Выбрать главу

ВСЕ БУДЕТ ТАК…

Все будет так, как было прежде, встарь. Не год, не два — века плывут и плыли. По-прежнему желтеет озимь, ярь, и ветру не снести прибитой ветром пыли.
Крылом петух с размаху на заре в несчетный раз захлопнет ночи святцы, и рожь, шурша, все так же будет зреть, и колос ветром волноваться.
И в сенокос, у стоптанной межи, сгребать траву не перестанут грабли… Ах, пронести бы поскорей сквозь жизнь свой ковш души, не выплеснув ни капли.
«Перезвоны». 1926. № 17

«Я рожден в глухих лесах Полесья…»

Я рожден в глухих лесах Полесья, в голубых задумчивых лесах. Оттого овеян грустью весь я и осколки озера в глазах.
В волосах — медвяный запах проса, и загар — колеблющейся ржи. Серебристой полевой межи поутру меня ласкали росы.
«Родное слово». 1926. № 9

«Нет, я не твой, не городской, нездешний…»

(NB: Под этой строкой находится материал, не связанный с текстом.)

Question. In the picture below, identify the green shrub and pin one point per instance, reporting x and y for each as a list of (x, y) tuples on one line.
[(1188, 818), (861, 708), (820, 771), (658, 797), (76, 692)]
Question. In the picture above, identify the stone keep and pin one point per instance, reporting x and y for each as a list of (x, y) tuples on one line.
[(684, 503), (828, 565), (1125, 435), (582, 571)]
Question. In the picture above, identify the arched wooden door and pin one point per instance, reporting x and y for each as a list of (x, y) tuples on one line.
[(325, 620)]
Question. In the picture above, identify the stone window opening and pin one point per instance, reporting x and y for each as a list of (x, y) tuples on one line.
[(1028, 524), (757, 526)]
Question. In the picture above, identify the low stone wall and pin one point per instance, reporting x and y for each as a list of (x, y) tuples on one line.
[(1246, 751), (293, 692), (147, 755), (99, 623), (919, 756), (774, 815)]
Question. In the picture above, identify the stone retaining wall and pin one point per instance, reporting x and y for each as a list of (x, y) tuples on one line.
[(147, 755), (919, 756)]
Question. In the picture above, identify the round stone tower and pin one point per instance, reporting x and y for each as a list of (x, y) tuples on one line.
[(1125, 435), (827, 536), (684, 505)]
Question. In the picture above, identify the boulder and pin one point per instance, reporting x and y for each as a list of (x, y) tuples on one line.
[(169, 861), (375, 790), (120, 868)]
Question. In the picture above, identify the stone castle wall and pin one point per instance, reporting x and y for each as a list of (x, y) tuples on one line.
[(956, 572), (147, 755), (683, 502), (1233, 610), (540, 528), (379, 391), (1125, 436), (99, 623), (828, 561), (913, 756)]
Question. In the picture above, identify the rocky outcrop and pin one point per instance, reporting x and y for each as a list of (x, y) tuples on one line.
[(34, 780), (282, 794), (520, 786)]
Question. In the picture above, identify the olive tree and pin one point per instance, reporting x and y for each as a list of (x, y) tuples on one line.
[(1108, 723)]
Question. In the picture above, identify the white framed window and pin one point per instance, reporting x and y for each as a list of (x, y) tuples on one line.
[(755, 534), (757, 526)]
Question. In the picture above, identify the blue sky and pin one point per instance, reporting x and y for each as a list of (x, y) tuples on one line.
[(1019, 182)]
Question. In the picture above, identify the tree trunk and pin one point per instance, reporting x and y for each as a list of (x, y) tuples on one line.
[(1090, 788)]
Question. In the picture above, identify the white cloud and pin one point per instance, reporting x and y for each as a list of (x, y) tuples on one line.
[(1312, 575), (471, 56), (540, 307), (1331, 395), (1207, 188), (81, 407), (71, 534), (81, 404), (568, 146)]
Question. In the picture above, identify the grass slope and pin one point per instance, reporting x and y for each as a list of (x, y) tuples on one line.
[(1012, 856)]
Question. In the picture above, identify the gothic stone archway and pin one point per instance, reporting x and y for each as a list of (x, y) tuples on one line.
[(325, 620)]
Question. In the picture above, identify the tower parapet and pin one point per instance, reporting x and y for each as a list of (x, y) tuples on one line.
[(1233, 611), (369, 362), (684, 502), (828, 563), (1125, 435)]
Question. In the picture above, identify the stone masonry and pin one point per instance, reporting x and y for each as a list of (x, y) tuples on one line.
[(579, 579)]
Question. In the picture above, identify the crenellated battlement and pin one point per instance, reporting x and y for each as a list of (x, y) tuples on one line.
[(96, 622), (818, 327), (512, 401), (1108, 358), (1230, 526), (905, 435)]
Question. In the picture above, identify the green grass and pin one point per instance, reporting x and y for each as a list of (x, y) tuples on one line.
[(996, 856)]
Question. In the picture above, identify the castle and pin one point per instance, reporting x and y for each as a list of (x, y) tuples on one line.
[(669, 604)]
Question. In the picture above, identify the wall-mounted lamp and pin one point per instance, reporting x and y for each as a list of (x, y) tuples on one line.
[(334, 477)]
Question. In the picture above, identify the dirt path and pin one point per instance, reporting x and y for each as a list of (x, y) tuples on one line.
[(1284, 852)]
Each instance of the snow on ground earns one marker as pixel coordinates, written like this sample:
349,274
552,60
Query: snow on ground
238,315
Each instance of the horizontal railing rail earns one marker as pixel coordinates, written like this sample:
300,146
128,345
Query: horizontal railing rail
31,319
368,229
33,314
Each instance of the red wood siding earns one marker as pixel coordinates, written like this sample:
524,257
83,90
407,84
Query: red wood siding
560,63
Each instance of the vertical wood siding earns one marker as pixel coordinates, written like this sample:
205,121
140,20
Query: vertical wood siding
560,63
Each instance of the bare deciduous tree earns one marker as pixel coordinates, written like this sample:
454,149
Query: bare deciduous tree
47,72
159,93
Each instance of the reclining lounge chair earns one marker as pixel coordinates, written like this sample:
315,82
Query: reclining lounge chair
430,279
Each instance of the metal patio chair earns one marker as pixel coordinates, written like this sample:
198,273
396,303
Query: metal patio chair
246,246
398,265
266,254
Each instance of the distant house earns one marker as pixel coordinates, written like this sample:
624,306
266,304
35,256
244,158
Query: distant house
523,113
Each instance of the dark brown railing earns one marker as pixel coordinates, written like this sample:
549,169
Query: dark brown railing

Нет, я не твой, не городской, нездешний, и камню песен петь я не могу. В сто раз милей под старою черешней в траву забиться на родном лугу и слушать бережно, ловить в тени осоки брюзжанье пчел и говорок ручья… Моя — когда-то. А теперь ты чья? О, родина, я твой поэт далекий.
1926

ДЕМОНСТРАЦИЯ

В граниты дней                  людей                  и волн                  толпа и в улицах                  весны разливом                  волны. На полный ход                  меняя                  ход неполный                  штыком зеленым                  из земли                  тюльпан.
Неталый снег — турецкий мед.                  Халва. Осколки солнца грудой — апельсины. Надменный —       в треуголке       и лосинах —                  над толпами, С плаката кино.       Шипенье шин. Тягучий дым бензина.       И в паутине проводов:                  слова.
Слова. И речь.        Слова —        как сталь и лед.
Такая сложная                  и радостно простая в прожекторе                  над кубами домов, в прожекторе                  взвилась аэростая.
От жара слов растает сталь и лед. От жара слов седая сталь растает. Ракетой                  вверх.                  Сгорая                  и блистая. И жаворонком с неба        самолет.
И облако        в бездоннейшую синь     — веселый слон —        луны втыкает бивень. Весенних слов,         весенних мыслей ливень враз половодье черное снесло.
* * *
Предместьями пчелиный темный гуд. И на углах                  роев людских рычанье.
Огни сегодня зажжены речами. Железно сомкнуты плечами,           фалангами,           колоннами                  идут. Не улицы — моря. Не площадь — океан. В бетон домов, в гранит дворцов и башен за станом —                  стан. За рядом —                  ряд и ряд. Прибой толпы                  могуч.                  Огромен.                  Страшен.
* * *
Они идут. Их пламя пышет, пышет. Вверх, на мосты, в бульвары, к площадям. По этажам. По крышам.                  Выше,                  ВЫШЕ. И радио в аэропланах жарко дышит. Огнем речей горят сердца и крыши.
И кто не хочет, даже тот услышит,                  когда они                  идут.                  Идут.                  ИДУТ.
* * *
Водоворот толпы. Тесней, смелее митинг.                  «Товарищи!                  Друзья!                  Пришел великий час.                  Любимые!                  Поймите же, поймите:                  уже никто                  разбить не в силах                  нас. Новым светом                  вновь пылают зори. Солнца алый не сорвать платок. Всколыхнулось человечье море. Океаном поднялся Восток. Индия! Твои мы слышим стоны. Индия! Заветная страна. И готовятся                  Аустэны и Уинстоны нам по счету заплатить сполна.